ESN, Bitung – Forum Kewaspadaan Dini Masyarakat (FKDM) Kota Bitung menggelar kegiatan sosialisasi kewaspadaan dini masyarakat, Selasa (28/4/2026), sebagai upaya memperkuat sinergi antara pemerintah daerah, aparat keamanan, dan masyarakat dalam menjaga stabilitas serta kondusivitas wilayah.
Ketua FKDM Kota Bitung, Olha Banua, dalam laporannya menyampaikan bahwa kegiatan tersebut merupakan tindak lanjut dari Peraturan Menteri Dalam Negeri Nomor 2 Tahun 2018 yang kemudian diubah menjadi Permendagri Nomor 46 Tahun 2019 tentang Kewaspadaan Dini di Daerah.

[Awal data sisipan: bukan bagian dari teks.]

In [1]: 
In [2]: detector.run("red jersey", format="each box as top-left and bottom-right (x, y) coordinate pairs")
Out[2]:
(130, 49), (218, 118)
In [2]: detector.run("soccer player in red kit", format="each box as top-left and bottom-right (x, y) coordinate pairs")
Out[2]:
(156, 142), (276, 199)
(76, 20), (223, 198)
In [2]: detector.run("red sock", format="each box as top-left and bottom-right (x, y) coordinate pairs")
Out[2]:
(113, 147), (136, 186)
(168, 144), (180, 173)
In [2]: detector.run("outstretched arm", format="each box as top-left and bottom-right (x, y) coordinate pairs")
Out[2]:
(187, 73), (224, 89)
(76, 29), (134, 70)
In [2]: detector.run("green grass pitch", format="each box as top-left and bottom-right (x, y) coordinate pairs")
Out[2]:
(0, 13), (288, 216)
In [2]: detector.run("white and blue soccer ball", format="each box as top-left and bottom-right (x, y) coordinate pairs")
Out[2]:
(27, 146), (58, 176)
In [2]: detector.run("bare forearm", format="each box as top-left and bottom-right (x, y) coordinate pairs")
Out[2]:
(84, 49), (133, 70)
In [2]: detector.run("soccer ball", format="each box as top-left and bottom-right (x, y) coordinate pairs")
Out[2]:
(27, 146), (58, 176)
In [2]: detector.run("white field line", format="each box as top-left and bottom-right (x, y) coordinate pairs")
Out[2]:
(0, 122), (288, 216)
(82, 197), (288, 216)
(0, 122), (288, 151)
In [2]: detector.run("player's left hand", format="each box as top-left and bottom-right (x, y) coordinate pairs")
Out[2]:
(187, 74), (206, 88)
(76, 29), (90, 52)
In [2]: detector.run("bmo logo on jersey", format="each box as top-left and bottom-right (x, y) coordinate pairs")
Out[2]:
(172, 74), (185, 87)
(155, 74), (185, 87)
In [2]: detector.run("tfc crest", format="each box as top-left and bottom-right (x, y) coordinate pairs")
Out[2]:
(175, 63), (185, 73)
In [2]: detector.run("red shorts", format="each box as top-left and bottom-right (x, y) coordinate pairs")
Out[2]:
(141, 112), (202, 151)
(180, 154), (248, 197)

Menurut Banua, FKDM dibentuk oleh pemerintah sebagai bagian dari unsur pendukung pemerintah daerah dalam memperkuat ketahanan nasional di daerah, menjaga stabilitas politik dan keamanan, serta meningkatkan kewaspadaan dini masyarakat terhadap berbagai potensi gangguan.
“Melalui kegiatan ini diharapkan terbangun kerja sama yang kuat antara pemerintah daerah, unsur TNI-Polri, dan masyarakat dalam setiap pelaksanaan tugas,” ujar Banua.
Ia menjelaskan, dasar pelaksanaan kegiatan juga mengacu pada Surat Keputusan Wali Kota Bitung Nomor 188.45/HKM/SK/31/2026 tentang Pembentukan Forum Kewaspadaan Dini Masyarakat Kota Bitung.
Peserta sosialisasi terdiri dari utusan setiap kecamatan di Kota Bitung, masing-masing lima orang, dengan total peserta sebanyak 40 orang.
Sementara itu, materi sosialisasi disampaikan oleh sejumlah narasumber dari unsur Kepolisian, Kodim 1310 Bitung, serta Badan Kesatuan Bangsa dan Politik (Kesbangpol) Kota Bitung.
Banua menambahkan, tujuan utama kegiatan tersebut yakni meningkatkan sinergi antar pemangku kepentingan, memperkuat deteksi serta pencegahan dini terhadap potensi konflik sosial, dan menjaga harmonisasi kehidupan bermasyarakat di Kota Bitung.
Ia berharap seluruh peserta dapat mengikuti kegiatan dengan penuh tanggung jawab, menjunjung tinggi kekompakan, serta senantiasa berkoordinasi dengan pemerintah daerah dan aparat keamanan.
“Kami berharap momentum ini semakin memperkuat komitmen bersama dalam menjaga kondusifitas Kota Bitung yang sama-sama kita cintai,” tutupnya.